Haute trend: feel good gardening

Record Garden pathway

Photographed at Les Jardins de Metis/Reford Gardens in Quebec, August, 2014.

I don’t usually include gardening and Vogue magazine in the same sentence. But as I was thumbing through the December issue, past the ruinously expensive dresses and eye-popping jewelry, while making note of what I could be doing if I cared to be a woman of means and unlimited chicness, I stumbled upon a feature article by Elizabeth Weil on the science that’s proving nature really does make you happy. It’s an entertaining read, not just because it’s accompanied by lots of photos of leggy supermodel Karlie Kloss wearing even more ruinously expensive outfits and a stunning shot by uber fashion photog Patrick Demarchelier of the Mirrorcube room (literally a mirrored cube suspended from trees) at Sweden’s Treehotel.
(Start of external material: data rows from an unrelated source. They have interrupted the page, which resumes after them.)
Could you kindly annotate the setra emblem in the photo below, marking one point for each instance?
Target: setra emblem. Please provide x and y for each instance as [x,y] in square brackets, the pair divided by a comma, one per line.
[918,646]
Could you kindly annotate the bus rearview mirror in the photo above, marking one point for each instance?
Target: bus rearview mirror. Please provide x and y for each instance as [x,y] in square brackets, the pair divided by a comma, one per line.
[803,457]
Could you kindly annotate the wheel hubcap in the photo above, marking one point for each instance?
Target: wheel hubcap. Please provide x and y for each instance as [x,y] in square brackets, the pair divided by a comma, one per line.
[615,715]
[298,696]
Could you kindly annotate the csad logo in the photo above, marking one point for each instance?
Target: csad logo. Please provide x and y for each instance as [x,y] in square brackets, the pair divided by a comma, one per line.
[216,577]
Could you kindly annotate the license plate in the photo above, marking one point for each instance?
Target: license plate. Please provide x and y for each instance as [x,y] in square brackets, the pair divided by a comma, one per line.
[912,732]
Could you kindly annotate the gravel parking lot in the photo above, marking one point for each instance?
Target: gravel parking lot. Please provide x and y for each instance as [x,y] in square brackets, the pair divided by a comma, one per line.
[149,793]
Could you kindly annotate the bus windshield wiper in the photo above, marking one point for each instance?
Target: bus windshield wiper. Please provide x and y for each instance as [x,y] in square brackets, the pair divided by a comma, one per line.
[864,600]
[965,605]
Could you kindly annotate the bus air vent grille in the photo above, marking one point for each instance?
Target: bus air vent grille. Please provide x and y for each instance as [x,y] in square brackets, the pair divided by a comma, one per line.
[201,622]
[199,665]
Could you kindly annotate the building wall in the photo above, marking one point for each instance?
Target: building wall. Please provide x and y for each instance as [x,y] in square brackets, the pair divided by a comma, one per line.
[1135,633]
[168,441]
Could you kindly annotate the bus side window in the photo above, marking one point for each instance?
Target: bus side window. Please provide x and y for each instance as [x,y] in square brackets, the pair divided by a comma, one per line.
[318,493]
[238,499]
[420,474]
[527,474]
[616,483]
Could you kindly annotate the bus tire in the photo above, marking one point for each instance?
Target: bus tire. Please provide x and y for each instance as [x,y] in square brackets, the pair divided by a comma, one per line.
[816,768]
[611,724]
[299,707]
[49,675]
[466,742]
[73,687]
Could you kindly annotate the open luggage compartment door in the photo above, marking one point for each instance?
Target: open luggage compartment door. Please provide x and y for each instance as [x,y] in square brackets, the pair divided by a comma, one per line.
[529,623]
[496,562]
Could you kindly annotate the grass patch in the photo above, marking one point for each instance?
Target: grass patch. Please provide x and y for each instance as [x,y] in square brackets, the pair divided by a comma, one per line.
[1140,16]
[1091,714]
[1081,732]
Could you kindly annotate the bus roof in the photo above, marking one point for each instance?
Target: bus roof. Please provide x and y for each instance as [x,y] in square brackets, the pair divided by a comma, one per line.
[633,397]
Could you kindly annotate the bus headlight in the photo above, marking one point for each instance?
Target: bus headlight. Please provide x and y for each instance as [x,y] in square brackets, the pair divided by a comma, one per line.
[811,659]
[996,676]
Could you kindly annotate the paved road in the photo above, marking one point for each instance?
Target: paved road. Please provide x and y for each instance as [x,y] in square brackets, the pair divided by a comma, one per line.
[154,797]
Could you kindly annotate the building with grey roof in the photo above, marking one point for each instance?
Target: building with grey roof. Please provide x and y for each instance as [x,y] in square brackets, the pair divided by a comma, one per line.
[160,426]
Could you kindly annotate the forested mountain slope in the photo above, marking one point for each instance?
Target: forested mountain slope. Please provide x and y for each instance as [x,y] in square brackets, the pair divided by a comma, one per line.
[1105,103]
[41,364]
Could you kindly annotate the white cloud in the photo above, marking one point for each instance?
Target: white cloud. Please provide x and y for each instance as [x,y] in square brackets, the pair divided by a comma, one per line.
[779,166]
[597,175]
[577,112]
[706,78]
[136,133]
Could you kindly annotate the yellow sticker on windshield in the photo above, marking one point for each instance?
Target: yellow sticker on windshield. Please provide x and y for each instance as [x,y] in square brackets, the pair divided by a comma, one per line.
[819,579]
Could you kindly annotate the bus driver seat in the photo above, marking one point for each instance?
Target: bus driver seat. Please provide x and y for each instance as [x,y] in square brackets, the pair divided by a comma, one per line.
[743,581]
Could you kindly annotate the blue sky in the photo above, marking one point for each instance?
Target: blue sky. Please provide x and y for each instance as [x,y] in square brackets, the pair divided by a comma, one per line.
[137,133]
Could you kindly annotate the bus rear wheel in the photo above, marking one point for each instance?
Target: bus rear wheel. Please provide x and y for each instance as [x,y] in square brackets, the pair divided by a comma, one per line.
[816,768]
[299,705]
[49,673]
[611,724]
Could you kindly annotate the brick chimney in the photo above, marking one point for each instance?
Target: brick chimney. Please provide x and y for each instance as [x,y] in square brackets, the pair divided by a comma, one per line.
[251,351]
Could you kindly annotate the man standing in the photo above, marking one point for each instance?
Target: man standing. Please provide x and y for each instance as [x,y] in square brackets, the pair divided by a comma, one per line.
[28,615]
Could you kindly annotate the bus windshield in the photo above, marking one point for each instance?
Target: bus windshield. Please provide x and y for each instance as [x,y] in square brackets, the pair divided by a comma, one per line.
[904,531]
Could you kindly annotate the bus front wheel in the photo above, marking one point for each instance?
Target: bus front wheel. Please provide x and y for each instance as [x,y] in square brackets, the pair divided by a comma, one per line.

Weil writes “Until recently, the restorative value of spending time in nature fell into the amorphous realms of speculation and spirituality, not the solid ground of science. Lately, this has started to change.” She touches upon shinrin-yoku, the Japanese practice of forest bathing, E. O. Wilson’s theory of biophilia, Richard Louv’s idea of nature-deficit disorder and why you feel good when you garden. “[R]esearchers have measured the benefits of what they call horticulture therapy—really just a fancy term for gardening—finding that it improves memory, lifts depression, and breaks tiresome cycles of rumination.”

Once you get knee-deep into gardening, the feel-good part is self-evident. But as winter sets in, this article is a nice reminder of spring’s promise, whether you own a pair of bedazzled wellies or not.